Ireland is often described as a warm and welcoming place for visitors.

The same, however, cannot be said about the weather.

It’s not very welcoming - and certainly not warm for most months of the year.

But when someone who was born and reared in the frozen wilderness of Siberia says she found it difficult to acclimatise to the weather here, it’s clear we got the wrong end of the sunshine stick

Natasha Brennan
Natasha Brennan

“My first impression of Ireland was that it’s very cold,” says Natasha Brennan.

“When it's cold in Siberia, people wear furs to keep warm, but here, people don't wear warm clothing, so the cold was a little bit difficult.”

Born in Siberia, Natasha and her parents later moved to the western Russian city of St Petersburg.

But it was back in the far east of Russia, on an island just off Japan, that Natasha, working as an interpreter, met, fell in love with, and married overseas Newry contractor Gerry Brennan.

This was to lay the foundation for Newry’s first and only Russian school.

Natasha returned to Northern Ireland with Gerry permanently in 2008.

She became involved with the Russian Speaking Community NI group in Belfast, which helped organise and facilitate the first school for Russian children in the north in 2013.

It was from this that the idea of a weekly Russian school in Newry arose.

"It was not my idea,” said Natasha.

“It was the idea of some people in the Russian Speaking Community NI. They were trying to organise a Russian school in Belfast and they managed to do it, but they also looked at the idea of organising a school in Newry as well.

“So we were working at this idea and we found facilities, first in the Three Ways Community Centre, and then Justyna McCabe from Newry, Mourne and Down District Council was very kind and paid the rent for this office at WIN. So we are happy to have lessons here."

While the Russian community here is relatively small compared to other eastern European populations, Natasha said there was still a hunger for a school to learn Russian language and history.

“People were asking, people were interested,” said Natasha.

“Whenever I was asking the Russian people I know here if they wanted a Russian school to be organised, they said yes of course, of course.

“The problem is, there are not many Russians living here in Newry."

The doors of the school first opened in October 2015.

Natasha, who has a diploma in teaching, is the school’s only teacher.

About 15 people each week use the service on a one-on-one basis.

"It's very important that people retain identity, language,” said Natasha.

“I have a boy pupil and he passed his GCSE exam in Russian language - he got 95 points out of 100 - and he's heading to Level Eight.

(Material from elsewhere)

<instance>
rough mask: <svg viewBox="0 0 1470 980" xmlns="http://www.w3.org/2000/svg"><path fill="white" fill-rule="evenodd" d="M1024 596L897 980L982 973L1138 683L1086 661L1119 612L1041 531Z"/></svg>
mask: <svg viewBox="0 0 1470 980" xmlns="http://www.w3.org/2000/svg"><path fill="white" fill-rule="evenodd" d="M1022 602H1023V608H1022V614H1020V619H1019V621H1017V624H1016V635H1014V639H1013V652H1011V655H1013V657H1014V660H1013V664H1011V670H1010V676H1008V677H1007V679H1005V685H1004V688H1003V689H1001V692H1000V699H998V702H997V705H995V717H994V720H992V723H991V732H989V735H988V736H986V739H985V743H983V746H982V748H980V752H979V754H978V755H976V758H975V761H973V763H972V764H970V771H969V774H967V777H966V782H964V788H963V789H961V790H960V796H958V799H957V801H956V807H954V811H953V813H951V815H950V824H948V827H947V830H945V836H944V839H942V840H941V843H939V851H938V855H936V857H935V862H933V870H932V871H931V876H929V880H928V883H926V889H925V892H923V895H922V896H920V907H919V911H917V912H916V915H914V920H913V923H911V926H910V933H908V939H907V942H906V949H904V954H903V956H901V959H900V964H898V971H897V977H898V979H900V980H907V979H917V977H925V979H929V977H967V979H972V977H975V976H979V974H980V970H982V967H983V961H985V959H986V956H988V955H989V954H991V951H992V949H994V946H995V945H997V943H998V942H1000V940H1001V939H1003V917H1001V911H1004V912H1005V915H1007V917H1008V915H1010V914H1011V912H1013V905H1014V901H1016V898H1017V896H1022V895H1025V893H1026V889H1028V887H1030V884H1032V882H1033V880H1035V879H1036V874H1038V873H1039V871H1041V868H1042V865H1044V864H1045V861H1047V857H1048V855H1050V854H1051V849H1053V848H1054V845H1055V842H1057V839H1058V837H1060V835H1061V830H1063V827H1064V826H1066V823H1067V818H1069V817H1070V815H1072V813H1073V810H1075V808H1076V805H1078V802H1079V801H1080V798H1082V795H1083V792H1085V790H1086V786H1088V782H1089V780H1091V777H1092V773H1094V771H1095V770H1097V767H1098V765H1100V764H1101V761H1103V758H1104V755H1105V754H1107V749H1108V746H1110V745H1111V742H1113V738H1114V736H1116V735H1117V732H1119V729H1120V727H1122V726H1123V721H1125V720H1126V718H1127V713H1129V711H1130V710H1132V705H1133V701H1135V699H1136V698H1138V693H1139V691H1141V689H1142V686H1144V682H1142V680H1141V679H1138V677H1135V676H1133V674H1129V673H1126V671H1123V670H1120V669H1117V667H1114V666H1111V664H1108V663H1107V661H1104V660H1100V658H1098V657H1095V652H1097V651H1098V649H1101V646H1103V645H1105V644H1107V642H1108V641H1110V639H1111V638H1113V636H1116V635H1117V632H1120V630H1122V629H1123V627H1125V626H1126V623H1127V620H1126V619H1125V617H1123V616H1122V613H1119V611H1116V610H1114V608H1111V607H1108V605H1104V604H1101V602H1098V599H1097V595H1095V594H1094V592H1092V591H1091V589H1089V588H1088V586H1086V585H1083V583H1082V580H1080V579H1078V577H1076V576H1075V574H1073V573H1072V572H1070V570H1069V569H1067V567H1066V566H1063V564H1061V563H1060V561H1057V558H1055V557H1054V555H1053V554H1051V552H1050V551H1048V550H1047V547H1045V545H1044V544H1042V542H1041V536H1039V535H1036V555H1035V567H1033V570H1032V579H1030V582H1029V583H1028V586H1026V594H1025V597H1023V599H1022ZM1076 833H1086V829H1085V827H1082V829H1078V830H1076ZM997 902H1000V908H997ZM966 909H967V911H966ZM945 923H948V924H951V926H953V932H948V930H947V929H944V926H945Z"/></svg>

“We also study the history of Russia. I find the materials on the Internet, print them out, and read them. He is very interested in Russian history; he is Russian, he was born in Crimea.

Student Simone Kucina
Student Simone Kucina. Photographs:

"His parents moved to Ireland when he was nine, but he was forgetting how to write and speak Russian and that is why his parents decided he should go to Russian school. It is important to retain culture and identity."

Student Simone Kucina agrees.

The 15-year-old GCSE pupil has been attending the school each Saturday for over two years.

"I came to the school to learn how to communicate better with my family back in Russia," said Simone.

"I didn't know much Russian and couldn't really talk with my grandparents. I'm in regular contact with them, but they don't speak English.

"I think anyone coming to or living in Ireland should also learn their native language because if you learn your language, you feel more connected in a way.”

Simone was born and raised in Newry, attending St Joseph's Convent PS before going to St Mary's High School.

She then moved to Kilkeel and St Louis Grammar School before moving to Banbridge, where she attends Banbridge Academy.

She added: "I like learning language and I'm interested in politics, so I'm thinking about a career in those areas.”

Natasha is helping pupils like Simone develop and enhance their language skills and retain their identity.

It’s a role she loves and a service she hopes grows.

“Simone is a great person, very strong and determined,” says Natasha.

“I enjoy teaching and speaking in the Russian language. I would like it to get bigger and more people to come, but it looks to me like the parents are more concerned about their children learning to speak better English than Russian, but I think that's a mistake, because if the person is Russian and lives in Ireland, it's much better to teach the child to speak Russian as well. It's their future.

"It's only a few hours a week, but every little bit helps, slowly but surely,” she added.